Au Maroc comme en Algérie, la nouvelle arme des électeurs est désormais toute trouvée. L’abstention, comme moyen de mettre à l’abri du détournement les voix des électeurs ou comme moyen de fortune d’expression politique de manière plus générale, semble faire recette.
De paramètre d’analyse ou outil d’appréciation, elle représente maintenant un enjeu, pour ne pas dire » l’enjeu » des rendez- vous électoraux pour les pouvoirs en place en ce sens qu’il n’y a pas mieux qu’une participation massive pour compenser un déficit de démocratie et crédibiliser des scrutins toujours frappés de suspicion. Conjuguée au doute sur la transparence et la loyauté des élections dans leur préparation, leur déroulement et leurs résultats, la désertion des urnes est pour des millions de citoyens désabusés de ces pays l’arme fatale.

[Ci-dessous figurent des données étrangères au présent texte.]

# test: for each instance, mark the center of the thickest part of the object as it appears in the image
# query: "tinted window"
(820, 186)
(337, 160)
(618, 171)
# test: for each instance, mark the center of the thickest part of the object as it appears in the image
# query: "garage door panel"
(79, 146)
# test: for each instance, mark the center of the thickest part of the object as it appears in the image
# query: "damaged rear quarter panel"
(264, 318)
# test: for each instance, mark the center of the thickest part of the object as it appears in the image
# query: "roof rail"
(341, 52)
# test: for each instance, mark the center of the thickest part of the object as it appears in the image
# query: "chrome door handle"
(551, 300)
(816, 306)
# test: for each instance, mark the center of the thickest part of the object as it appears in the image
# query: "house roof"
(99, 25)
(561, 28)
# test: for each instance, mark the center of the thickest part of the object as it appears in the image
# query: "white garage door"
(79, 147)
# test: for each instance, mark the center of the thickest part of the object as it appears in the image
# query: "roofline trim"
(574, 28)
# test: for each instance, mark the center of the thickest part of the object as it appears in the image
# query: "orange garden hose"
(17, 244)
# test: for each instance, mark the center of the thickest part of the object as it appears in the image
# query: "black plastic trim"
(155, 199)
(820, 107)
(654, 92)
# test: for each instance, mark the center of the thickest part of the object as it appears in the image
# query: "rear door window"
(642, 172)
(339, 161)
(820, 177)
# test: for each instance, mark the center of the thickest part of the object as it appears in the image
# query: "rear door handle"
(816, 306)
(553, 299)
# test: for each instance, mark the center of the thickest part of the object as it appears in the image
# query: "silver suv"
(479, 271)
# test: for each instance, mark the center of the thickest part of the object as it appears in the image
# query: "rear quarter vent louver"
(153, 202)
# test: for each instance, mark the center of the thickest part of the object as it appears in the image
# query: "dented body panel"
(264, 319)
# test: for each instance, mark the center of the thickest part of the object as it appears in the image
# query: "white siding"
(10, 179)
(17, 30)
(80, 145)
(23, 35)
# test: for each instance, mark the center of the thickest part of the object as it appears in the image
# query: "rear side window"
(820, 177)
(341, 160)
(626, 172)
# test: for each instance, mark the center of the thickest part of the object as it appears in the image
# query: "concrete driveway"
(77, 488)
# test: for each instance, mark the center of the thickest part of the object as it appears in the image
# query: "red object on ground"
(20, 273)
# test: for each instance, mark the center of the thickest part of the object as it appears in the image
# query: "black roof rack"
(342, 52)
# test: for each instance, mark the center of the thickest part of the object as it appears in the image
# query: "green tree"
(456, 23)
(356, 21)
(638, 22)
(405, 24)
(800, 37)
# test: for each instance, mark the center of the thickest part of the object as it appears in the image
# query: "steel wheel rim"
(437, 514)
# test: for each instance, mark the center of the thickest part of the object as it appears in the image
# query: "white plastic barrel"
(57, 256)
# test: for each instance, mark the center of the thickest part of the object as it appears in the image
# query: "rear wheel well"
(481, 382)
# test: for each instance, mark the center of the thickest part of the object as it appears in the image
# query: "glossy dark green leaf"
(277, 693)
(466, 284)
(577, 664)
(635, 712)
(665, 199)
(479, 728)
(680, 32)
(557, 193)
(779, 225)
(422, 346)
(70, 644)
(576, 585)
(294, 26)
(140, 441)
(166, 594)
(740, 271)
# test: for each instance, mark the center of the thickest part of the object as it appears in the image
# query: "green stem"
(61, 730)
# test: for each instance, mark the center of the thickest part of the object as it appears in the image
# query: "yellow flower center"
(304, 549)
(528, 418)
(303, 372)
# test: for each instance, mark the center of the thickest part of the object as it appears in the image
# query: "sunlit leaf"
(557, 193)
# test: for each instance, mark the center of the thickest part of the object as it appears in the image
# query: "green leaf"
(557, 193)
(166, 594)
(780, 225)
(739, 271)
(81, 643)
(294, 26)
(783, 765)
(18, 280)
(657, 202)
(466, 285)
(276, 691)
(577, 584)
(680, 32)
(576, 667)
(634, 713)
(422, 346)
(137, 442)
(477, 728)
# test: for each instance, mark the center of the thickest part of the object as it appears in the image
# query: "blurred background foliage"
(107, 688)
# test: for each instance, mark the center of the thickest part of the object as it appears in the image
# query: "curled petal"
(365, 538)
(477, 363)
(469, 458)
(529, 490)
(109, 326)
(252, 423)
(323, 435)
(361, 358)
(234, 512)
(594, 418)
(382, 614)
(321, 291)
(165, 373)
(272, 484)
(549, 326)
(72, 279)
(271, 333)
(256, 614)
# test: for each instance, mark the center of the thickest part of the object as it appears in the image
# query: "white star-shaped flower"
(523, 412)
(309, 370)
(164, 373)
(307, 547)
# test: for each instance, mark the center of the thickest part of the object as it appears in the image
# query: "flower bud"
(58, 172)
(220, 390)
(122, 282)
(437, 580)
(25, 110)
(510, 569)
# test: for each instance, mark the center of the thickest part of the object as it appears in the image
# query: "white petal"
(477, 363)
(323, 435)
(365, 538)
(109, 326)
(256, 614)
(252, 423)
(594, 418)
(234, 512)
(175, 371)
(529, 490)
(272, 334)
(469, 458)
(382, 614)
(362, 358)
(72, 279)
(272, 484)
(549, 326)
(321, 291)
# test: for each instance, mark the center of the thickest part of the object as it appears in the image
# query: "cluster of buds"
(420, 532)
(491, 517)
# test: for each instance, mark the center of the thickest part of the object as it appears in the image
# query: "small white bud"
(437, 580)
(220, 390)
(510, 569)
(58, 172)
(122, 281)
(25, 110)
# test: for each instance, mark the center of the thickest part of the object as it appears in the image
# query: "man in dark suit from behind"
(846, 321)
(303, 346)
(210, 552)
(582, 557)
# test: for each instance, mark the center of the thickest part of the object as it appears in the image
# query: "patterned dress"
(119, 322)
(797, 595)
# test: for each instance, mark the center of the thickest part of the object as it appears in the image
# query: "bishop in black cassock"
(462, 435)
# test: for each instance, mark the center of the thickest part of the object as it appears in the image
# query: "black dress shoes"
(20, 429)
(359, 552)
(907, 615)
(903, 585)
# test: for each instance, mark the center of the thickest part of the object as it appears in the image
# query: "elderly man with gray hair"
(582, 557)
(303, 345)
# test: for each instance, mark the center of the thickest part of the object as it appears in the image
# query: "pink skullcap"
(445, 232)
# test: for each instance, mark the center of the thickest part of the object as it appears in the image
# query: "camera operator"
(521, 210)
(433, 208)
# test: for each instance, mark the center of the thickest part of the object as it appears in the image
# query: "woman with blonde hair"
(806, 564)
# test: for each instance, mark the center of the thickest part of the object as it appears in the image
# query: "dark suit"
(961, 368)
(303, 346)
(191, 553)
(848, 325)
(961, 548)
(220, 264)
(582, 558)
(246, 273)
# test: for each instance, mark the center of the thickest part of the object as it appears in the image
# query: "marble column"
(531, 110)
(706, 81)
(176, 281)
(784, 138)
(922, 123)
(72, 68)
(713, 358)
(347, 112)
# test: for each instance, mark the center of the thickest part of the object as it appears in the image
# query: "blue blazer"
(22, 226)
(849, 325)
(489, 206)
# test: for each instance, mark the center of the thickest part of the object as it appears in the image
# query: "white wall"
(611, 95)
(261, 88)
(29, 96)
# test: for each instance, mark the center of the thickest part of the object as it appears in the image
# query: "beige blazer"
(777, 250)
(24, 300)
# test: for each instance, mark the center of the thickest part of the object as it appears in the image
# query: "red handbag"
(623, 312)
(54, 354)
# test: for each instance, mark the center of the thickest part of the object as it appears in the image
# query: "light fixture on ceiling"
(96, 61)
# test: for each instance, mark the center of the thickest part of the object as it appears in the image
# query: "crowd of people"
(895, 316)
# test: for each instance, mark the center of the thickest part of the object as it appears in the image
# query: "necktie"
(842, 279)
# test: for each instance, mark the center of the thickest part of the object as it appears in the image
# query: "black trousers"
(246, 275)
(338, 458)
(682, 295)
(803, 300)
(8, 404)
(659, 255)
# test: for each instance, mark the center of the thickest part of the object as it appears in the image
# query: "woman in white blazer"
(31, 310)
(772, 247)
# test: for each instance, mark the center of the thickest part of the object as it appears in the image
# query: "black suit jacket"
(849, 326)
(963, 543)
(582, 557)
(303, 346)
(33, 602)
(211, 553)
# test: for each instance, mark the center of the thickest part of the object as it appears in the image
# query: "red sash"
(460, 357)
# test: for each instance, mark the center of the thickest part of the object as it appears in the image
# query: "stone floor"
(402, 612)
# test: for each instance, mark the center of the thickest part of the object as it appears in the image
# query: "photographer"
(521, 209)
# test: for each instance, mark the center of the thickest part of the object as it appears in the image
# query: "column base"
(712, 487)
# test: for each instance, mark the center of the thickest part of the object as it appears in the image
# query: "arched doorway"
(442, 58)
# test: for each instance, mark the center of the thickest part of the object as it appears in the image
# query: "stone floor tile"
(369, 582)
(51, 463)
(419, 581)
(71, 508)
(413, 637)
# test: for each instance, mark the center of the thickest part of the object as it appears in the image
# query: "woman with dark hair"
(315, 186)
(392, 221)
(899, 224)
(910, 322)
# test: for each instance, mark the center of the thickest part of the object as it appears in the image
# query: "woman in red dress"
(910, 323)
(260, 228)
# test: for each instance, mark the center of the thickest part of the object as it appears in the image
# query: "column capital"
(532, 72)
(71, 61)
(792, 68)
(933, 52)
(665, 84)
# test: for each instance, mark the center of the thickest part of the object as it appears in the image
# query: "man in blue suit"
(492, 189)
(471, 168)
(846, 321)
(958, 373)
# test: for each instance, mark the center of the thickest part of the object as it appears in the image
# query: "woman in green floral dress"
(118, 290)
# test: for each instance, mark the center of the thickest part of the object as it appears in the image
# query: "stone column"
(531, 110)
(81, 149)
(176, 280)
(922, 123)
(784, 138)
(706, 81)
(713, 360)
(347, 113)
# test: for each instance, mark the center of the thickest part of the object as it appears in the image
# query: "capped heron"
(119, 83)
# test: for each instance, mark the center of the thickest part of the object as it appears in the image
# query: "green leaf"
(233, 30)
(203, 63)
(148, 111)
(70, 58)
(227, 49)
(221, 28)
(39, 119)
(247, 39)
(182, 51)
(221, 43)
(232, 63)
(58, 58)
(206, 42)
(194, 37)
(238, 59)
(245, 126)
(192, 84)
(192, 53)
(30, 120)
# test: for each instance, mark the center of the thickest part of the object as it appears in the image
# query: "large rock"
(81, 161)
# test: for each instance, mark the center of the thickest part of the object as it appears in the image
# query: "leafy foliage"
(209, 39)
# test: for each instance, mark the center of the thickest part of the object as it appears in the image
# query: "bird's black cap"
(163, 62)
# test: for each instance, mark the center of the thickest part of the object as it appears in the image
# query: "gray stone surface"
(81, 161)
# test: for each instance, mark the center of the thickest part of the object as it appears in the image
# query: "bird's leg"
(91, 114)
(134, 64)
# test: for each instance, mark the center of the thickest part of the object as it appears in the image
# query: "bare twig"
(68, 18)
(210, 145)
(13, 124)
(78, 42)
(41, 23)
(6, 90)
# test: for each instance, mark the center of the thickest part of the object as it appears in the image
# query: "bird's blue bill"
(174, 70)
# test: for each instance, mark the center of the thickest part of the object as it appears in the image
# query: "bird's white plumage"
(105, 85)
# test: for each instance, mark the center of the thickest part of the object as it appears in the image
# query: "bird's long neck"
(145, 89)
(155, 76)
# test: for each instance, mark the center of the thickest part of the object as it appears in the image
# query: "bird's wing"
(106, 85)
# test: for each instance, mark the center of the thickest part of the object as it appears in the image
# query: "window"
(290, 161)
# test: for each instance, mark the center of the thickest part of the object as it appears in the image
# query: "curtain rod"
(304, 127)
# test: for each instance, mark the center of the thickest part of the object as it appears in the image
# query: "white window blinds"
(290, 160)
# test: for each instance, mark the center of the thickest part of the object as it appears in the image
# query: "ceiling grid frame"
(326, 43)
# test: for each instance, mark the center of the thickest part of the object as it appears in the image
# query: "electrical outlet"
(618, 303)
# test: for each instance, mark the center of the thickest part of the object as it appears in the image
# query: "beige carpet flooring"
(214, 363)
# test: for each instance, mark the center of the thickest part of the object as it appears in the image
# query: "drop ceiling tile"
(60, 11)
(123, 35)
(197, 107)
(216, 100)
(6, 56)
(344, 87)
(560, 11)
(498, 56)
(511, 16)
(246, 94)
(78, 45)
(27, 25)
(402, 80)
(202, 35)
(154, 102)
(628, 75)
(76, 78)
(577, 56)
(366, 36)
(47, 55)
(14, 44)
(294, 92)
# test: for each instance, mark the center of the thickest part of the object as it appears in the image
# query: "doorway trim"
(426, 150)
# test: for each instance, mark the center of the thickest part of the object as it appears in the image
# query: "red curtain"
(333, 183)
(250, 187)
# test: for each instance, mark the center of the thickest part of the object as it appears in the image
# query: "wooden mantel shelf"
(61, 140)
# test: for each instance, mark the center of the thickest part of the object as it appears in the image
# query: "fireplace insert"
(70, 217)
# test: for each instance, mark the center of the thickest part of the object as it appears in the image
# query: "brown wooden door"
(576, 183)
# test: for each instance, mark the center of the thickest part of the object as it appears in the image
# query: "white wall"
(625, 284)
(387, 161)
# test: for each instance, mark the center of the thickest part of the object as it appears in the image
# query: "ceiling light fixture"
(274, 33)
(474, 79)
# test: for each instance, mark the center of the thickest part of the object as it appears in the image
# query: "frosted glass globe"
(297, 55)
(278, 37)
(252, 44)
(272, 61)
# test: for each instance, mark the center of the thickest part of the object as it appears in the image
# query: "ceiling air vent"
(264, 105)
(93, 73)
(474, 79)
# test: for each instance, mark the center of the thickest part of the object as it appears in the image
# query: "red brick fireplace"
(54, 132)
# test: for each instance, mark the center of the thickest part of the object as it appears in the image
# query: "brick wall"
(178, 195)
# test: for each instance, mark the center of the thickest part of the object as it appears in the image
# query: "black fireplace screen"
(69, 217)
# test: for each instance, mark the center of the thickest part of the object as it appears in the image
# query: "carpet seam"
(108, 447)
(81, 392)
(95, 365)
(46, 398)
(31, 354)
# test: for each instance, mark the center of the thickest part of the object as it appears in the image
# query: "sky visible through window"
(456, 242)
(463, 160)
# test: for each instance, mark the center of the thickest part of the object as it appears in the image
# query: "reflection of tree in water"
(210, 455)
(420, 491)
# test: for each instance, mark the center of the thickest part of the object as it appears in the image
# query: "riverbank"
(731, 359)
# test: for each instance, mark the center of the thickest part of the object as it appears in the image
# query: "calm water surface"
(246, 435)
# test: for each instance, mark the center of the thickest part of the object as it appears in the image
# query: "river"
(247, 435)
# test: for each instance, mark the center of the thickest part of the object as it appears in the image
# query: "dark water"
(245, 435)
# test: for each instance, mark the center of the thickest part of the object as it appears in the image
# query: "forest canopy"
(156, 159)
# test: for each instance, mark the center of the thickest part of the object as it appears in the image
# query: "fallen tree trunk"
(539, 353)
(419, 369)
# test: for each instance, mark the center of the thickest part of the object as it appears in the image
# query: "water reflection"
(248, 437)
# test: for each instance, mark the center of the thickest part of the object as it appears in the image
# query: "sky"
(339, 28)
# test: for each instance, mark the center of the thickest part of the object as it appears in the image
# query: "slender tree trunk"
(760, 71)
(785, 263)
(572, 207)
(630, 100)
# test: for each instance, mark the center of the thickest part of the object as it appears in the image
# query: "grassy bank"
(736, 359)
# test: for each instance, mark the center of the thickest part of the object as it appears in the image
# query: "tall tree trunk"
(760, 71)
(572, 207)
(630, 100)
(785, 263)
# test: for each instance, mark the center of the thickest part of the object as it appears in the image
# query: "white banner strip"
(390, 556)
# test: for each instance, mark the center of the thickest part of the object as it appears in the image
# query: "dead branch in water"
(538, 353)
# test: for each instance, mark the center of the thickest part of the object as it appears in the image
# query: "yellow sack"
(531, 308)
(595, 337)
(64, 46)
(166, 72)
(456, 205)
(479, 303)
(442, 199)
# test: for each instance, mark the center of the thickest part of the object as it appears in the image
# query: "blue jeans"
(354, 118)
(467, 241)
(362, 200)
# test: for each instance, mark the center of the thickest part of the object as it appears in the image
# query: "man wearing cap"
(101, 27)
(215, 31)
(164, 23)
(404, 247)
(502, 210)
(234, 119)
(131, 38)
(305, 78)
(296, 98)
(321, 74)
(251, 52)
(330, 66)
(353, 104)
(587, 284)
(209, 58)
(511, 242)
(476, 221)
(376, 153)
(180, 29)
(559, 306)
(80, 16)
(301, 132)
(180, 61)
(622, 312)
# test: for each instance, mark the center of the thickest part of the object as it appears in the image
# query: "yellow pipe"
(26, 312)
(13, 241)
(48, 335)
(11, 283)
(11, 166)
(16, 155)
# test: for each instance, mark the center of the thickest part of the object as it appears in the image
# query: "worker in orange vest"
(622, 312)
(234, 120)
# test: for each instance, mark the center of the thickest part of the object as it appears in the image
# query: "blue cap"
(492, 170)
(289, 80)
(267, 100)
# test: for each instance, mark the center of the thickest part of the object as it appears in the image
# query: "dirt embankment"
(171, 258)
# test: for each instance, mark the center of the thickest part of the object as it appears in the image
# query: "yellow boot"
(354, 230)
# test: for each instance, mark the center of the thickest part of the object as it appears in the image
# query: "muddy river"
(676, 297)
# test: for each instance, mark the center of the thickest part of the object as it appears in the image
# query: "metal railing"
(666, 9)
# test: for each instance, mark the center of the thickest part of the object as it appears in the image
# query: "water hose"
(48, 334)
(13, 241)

Elle est non seulement redoutée par ceux qui sont déjà aux affaires qui préféreraient quand même y rester en fraudant avec le plus grand nombre, mais aussi par des oppositions en mal d’ancrage qui se sont toujours consolées en s’auto-attribuant la majorité silencieuse.
On connaît la tempête soulevée par l’indigence du taux de participation aux dernières élections législatives algériennes, on devine aujourd’hui le sens à donner à la décision de soixante-quatre pour cent des électeurs marocains de partir à la plage le jour du scrutin. Si le Maroc n’est pas l’Algérie, trop de similitudes – dont certaines sont conjoncturelles, il est vrai-nous ramène à la réalité : l’Algérie et le Maroc partagent plus d’éléments de maintien du statu quo que d’espoirs de changement.
Le score inattendu de deux formations centristes –le Mouvement populaire et le Rassemblement national des indépendants-nous rappelle la « montée » du PT et du FNA, la persistance d’un mouvement islamiste » modéré » dans une position assez confortable au sein des leviers du pouvoir et la faiblesse dramatique des forces de progrès susceptibles de constituer une sérieuse alternative aux systèmes en sont les ingrédients les plus apparents, mais il y a autre chose. D’abord cet islamisme de société dont tout le monde semble s’accommoder sous prétexte que nous sommes en terre d’Islam, ou pire, parce qu’ » apolitique « , il pourrait endiguer l’intégrisme d’essence insurrectionnelle.
Et par-dessus tout, cette propension des deux pouvoirs à jouer aux arbitres quand il leur est demandé de faire des choix. Plus précisément un choix, celui de la modernité.
S.L.
P.-S. : Auteur du livre » Quand le Maroc sera islamiste « , Nicolas Beau a interrogé un ancien responsable des services secrets français qui lui a dit entre autres ceci : » Ce n’est pas moi qui achèterais un Riadh au Maroc. »
Beaucoup de Français le font à sa place, mais eux, ne savent pas ce qu’il sait, lui qui ne voit pas que le Maroc des touristes.